Johnson, Vermont - June 25, 2008
If Joel Fisher's sculptures could talk, oh, the stories they'd tell. The artist sighs, "I'm annoyed at the ugliness of the whole process [I've endured.]"
Fisher was traveling last year when he learned his remote art studio and home in North Troy had been repeatedly ransacked. Thieves targeted dozens of bronze sculptures, not for their artistic value, but for the price of the metal used to make them.
This artist who's exhibited work at the Museum of Modern Art and at the White House suspects the culprits wanted to scrap his work, estimated to be worth more than a million dollars, for pennies on the dollar and use the money to buy drugs.
Bronze is made from copper and tin. With metal trading at high prices, copper thefts have been on the rise from utilities and private homes. Joel Fisher explains, "I've learned most of the copper being stolen around the country goes to China and we import it back as air conditioners or car parts."
Thirty of his pieces almost met that fate. They're now on view at the Vermont Studio Center in Johnson, after they were recovered from scrap yards in Vermont and Massachusetts, seriously damaged. The sculptor says, "There's evidence some pieces have been dragged upside-down. There are bits of colored paint from the trucks they've been in."
And he's got scars from this experience, too. Fisher sighs, "I've never been in that kind of slump before."
Fisher says he battled depression and has even given up big sculptures for painting. He remembers, "It hit me. I don't have time to start over. This took me 25 years.
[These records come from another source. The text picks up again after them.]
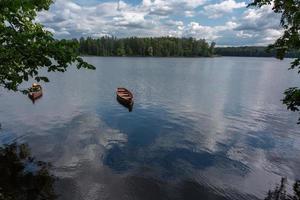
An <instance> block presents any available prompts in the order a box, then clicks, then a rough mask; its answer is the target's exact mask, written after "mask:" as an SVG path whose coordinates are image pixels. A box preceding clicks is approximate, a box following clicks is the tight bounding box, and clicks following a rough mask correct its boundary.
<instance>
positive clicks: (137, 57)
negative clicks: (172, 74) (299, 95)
mask: <svg viewBox="0 0 300 200" xmlns="http://www.w3.org/2000/svg"><path fill="white" fill-rule="evenodd" d="M80 56H81V57H103V58H221V57H236V58H239V57H240V58H275V59H277V58H276V57H275V56H221V55H215V56H207V57H204V56H194V57H191V56H97V55H80ZM285 58H289V59H295V57H285Z"/></svg>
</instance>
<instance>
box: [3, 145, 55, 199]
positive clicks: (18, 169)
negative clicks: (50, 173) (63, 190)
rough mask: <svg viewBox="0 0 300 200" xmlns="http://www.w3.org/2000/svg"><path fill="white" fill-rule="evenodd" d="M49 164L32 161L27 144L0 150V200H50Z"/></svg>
mask: <svg viewBox="0 0 300 200" xmlns="http://www.w3.org/2000/svg"><path fill="white" fill-rule="evenodd" d="M49 167H50V164H49V163H45V162H42V161H36V160H35V158H33V157H32V156H31V153H30V149H29V147H28V145H26V144H21V145H18V144H16V143H13V144H10V145H6V146H4V147H0V200H54V199H56V195H55V193H54V189H53V184H54V182H55V178H54V176H52V175H51V174H50V172H49Z"/></svg>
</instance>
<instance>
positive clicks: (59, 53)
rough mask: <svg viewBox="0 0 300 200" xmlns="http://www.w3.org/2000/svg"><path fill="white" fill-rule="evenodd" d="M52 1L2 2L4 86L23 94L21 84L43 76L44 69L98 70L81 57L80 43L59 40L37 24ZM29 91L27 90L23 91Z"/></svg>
mask: <svg viewBox="0 0 300 200" xmlns="http://www.w3.org/2000/svg"><path fill="white" fill-rule="evenodd" d="M52 3H53V1H52V0H14V1H11V0H0V86H1V87H4V88H6V89H8V90H13V91H19V85H20V84H21V83H22V82H24V81H28V80H29V79H30V78H34V79H35V80H36V81H38V82H39V81H41V80H42V81H45V82H48V81H49V80H48V78H47V77H44V76H40V75H39V74H40V73H39V72H40V70H41V69H47V71H48V72H65V71H66V70H67V68H68V66H70V64H71V63H76V64H77V68H78V69H79V68H88V69H94V67H93V66H92V65H90V64H88V63H86V62H84V61H83V59H82V58H80V57H79V53H78V48H79V46H78V42H75V41H67V40H56V39H54V38H53V35H52V33H51V32H49V31H47V30H45V28H44V27H43V26H42V25H41V24H39V23H36V22H35V21H34V20H35V17H36V15H37V12H40V11H42V10H48V9H49V6H50V5H51V4H52ZM23 91H26V90H23Z"/></svg>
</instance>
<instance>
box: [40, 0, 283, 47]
mask: <svg viewBox="0 0 300 200" xmlns="http://www.w3.org/2000/svg"><path fill="white" fill-rule="evenodd" d="M54 2H55V3H54V4H53V5H52V6H51V8H50V10H49V11H44V12H42V13H40V14H39V15H38V21H39V22H41V23H42V24H44V25H45V27H46V28H47V29H48V30H49V31H51V32H52V33H53V34H54V35H55V37H57V38H79V37H88V36H90V37H95V38H97V37H101V36H105V35H109V36H117V37H130V36H137V37H158V36H175V37H195V38H197V39H206V40H208V41H215V42H216V43H217V45H219V46H243V45H267V44H270V43H272V42H273V41H274V40H275V39H276V38H278V37H279V36H280V35H281V34H282V30H281V28H280V25H279V20H280V16H279V15H277V14H274V13H273V11H272V9H271V6H264V7H262V8H260V9H257V8H246V6H247V4H248V3H249V2H250V1H242V0H223V1H220V0H211V1H209V0H122V1H121V0H119V1H118V0H55V1H54Z"/></svg>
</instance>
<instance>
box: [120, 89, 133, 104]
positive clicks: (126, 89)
mask: <svg viewBox="0 0 300 200" xmlns="http://www.w3.org/2000/svg"><path fill="white" fill-rule="evenodd" d="M117 98H118V100H119V101H121V102H122V103H123V104H125V105H127V106H132V105H133V95H132V93H131V92H130V91H129V90H127V89H126V88H118V89H117Z"/></svg>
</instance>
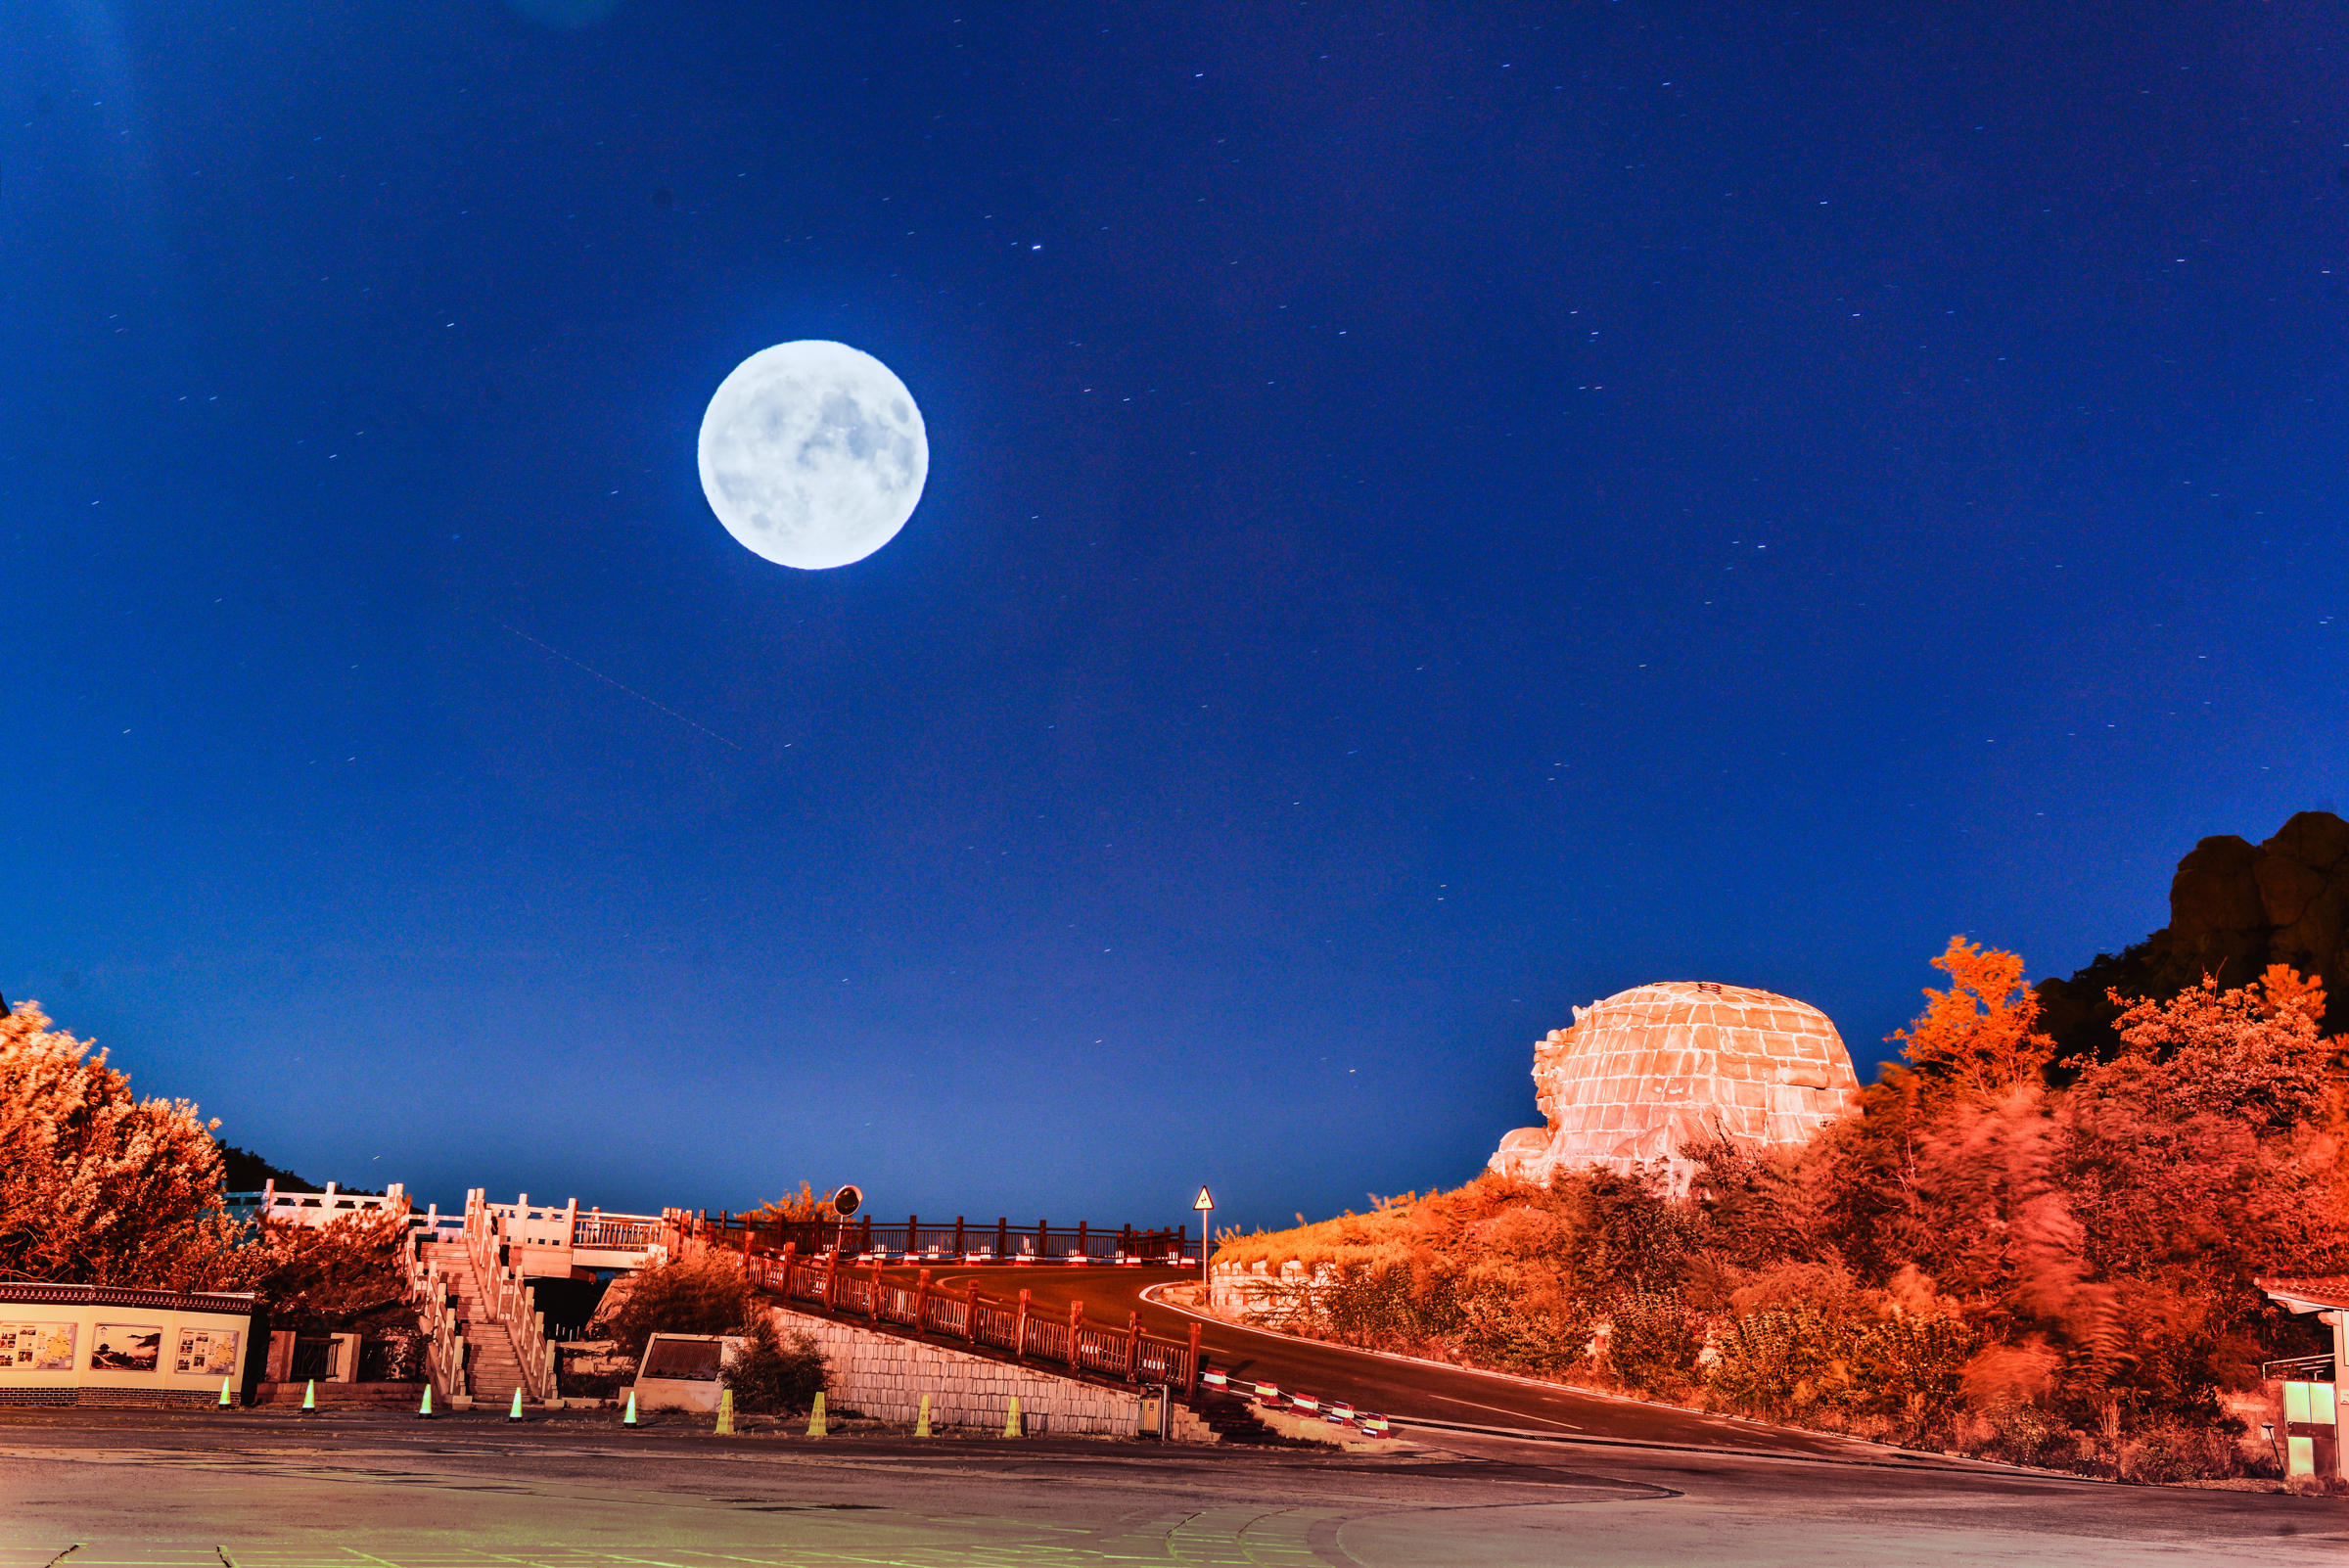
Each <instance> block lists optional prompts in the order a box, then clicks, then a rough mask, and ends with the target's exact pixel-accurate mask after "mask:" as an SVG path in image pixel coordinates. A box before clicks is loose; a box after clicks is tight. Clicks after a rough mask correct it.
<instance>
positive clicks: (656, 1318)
mask: <svg viewBox="0 0 2349 1568" xmlns="http://www.w3.org/2000/svg"><path fill="white" fill-rule="evenodd" d="M747 1317H749V1279H745V1275H742V1261H740V1258H735V1256H733V1253H731V1251H707V1253H702V1256H700V1258H679V1261H674V1263H655V1265H653V1268H646V1270H637V1277H634V1282H632V1286H630V1291H627V1298H622V1300H620V1305H618V1307H615V1310H613V1314H611V1338H613V1343H615V1347H618V1350H620V1352H622V1354H632V1357H641V1354H644V1343H646V1340H648V1338H653V1336H655V1333H733V1331H738V1329H740V1326H742V1322H745V1319H747Z"/></svg>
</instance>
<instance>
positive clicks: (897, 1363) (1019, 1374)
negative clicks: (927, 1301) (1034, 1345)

To start over, I don't have 25 years left."
More than six months after the crimes, he's still wondering if he'll ever find the 29 sculptures that are still missing. Some weigh hundreds of pounds. Have they already been melted down? Are they hidden in woods or a barn in the Northeast Kingdom or elsewhere? Even though police have made several arrests, they haven't been able to answer those questions yet.
Fisher hopes his work is so distinctive that scrap yard staff would recognize it as art and not sell it or smelt it. For now, he's taking solace in the fact his neighbors and friends in North Troy and in Vermont's tight-knit arts community have been so kind and supportive. He smiles, saying, "A kind word means so much."
Joel Fisher is just grateful this crime didn't entirely destroy what he spent so long creating.
The exhibit of Joel Fisher's work will be on view through July 23rd at the Vermont Studio Center in Johnson.